I hear what my hon. Friend has said.
And the Minister will hear it again when, I hope, he permits me, the hon. Member for Leicester, South (Sir Peter Soulsby), my hon. Friend the Member for Rutland and Melton (Alan Duncan) and the right hon. Member for Leicester, East (Keith Vaz) to see him with an all-party delegation, as we have requested, to provide him with some of the facts of life about the popularity and utility of the scheme. It will be in my constituency and it will impose a town of 40,000 residents in the middle of rural Leicestershire. It is an idiotic scheme, and—Mr. Speaker, I shall be very brief—the sooner this Minister, who is the fourth such Minister to have to deal with the issue, realises that and promises not to make an announcement—
Order. I think we have had enough, and can I just make the point that what one is seeking at Question Time is questions from hon. and right hon. Members?
I may be slow sometimes but I get the message. I say to the hon. and learned Gentleman that there has been complete consultation and the decision-taking process is now under way. Just as when planning applications are called in, however, it would not be appropriate for me or any ministerial colleague to meet him or other Members. I reassure him, none the less, that I have an enormous amount of material and a wide range of representations, including from him, to take into account.

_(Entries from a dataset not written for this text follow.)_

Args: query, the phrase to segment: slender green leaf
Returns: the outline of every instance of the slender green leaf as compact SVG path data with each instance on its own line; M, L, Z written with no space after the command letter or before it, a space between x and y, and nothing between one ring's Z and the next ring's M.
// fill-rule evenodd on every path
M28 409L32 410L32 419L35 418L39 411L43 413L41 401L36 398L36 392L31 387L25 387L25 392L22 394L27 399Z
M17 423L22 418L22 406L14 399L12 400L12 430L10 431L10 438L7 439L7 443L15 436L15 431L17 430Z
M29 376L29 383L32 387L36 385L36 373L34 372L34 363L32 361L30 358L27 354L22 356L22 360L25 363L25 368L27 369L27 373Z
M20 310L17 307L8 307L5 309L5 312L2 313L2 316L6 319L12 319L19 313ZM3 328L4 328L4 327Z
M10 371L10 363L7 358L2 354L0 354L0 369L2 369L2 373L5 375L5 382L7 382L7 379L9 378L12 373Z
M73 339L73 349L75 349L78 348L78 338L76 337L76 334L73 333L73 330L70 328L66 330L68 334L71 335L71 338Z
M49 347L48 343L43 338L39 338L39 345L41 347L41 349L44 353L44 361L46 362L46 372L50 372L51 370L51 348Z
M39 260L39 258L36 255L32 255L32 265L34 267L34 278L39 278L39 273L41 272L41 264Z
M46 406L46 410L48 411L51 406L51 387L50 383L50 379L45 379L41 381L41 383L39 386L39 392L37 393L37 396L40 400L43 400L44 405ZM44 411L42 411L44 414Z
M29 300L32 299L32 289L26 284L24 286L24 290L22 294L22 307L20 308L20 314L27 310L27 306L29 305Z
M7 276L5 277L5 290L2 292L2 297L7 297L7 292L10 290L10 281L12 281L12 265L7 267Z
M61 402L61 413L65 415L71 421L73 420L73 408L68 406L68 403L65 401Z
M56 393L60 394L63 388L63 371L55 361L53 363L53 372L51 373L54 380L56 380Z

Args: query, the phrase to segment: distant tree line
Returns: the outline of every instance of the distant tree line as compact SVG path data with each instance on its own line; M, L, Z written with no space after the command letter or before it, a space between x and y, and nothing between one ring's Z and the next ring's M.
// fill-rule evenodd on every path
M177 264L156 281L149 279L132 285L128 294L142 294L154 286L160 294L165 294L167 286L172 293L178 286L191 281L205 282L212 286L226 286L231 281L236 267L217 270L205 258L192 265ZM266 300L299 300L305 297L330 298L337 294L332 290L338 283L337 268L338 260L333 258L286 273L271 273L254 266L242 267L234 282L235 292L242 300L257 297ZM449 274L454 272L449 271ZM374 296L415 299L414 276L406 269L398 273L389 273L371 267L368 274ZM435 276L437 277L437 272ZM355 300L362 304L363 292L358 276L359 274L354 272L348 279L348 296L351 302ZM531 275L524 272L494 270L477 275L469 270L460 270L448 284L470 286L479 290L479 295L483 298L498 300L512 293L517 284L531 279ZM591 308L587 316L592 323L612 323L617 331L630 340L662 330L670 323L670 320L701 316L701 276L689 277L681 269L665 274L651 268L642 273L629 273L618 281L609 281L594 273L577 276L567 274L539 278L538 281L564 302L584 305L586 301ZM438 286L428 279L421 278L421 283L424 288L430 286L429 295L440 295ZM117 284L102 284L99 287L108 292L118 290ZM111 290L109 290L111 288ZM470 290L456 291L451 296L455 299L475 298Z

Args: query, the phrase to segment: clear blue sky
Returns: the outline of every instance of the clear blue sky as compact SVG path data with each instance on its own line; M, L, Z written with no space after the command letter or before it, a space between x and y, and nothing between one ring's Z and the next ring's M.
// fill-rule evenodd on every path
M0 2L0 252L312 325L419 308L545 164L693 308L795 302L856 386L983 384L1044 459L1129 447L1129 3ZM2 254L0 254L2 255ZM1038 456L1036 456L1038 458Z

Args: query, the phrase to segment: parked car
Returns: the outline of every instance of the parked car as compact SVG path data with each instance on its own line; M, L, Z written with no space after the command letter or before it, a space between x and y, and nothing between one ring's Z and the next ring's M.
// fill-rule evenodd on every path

Notwithstanding the Minister’s eventual decision on Pennbury, does he recognise that there is an acute shortage of affordable housing in the shire districts and boroughs of Leicestershire? Will he therefore suggest to me how we can encourage the reluctant landlords, which Tory district and borough councils often are, to take advantage of the new announcements that were made last week, rather than to spend their time coercing their tenants into a stock transfer or drumming their fingers waiting for the hon. Member for Welwyn Hatfield (Grant Shapps) to ride over the horizon—
My hon. Friend will realise and, I hope, welcome the series of announcements that I have made so far, building on the excellent work of my right hon. Friend the Member for Derby, South (Margaret Beckett). The further announcements that I plan to make are intended largely to remove the bias in the system against councils being able to build the homes that are needed in their area. So, there are some questions for my hon. Friend to ask of his council, and for every Member to ask of their local council. Why are local councils not building or commissioning the building that is necessary? Why are they not bidding for the funds that the Government are making available? Why are they not making the land available on which those homes could be built? Why are they not giving the planning permission for those homes to be built? And, indeed, why are they not going to make the lettings policies fairer in future?
The Prime Minister launched the eco-town programme in a blaze of publicity in May 2007 and then upped it to 10 eco-towns, but here we are two years later and the Government are still consulting on the matter and still consulting about planning guidance. The small print of last week’s draft legislative programme, however, revealed on page 122 that the towns have now been pushed back to 2020. So, will the Minister—the fourth to have been across the Dispatch Box from me—now just admit that the programme is a shambles, that developers are running scared, that judicial reviews have delayed it, that it will require massive public subsidy when the coffers are bare and that the Government’s own environmental advisory panel said that, at best, only one eco-town was environmentally friendly? Is it not time that this Housing Minister, the ninth since the Government came to power, admitted that the unpopular eco-town programme is a complete shambles and scrapped it?
On the contrary. I ask the hon. Gentleman to be a little patient; I have said to the House that I expect to make an announcement before the recess, and I have not yet finished four weeks in the job. Eco-towns give us the opportunity to meet two needs: first, the need for new homes, including those that people can afford to rent; and secondly, the need to build our homes in future in a way that helps us tackle the threat of climate change. Given that more than a quarter of the total carbon emissions in this country come from homes, that is something that we simply must do.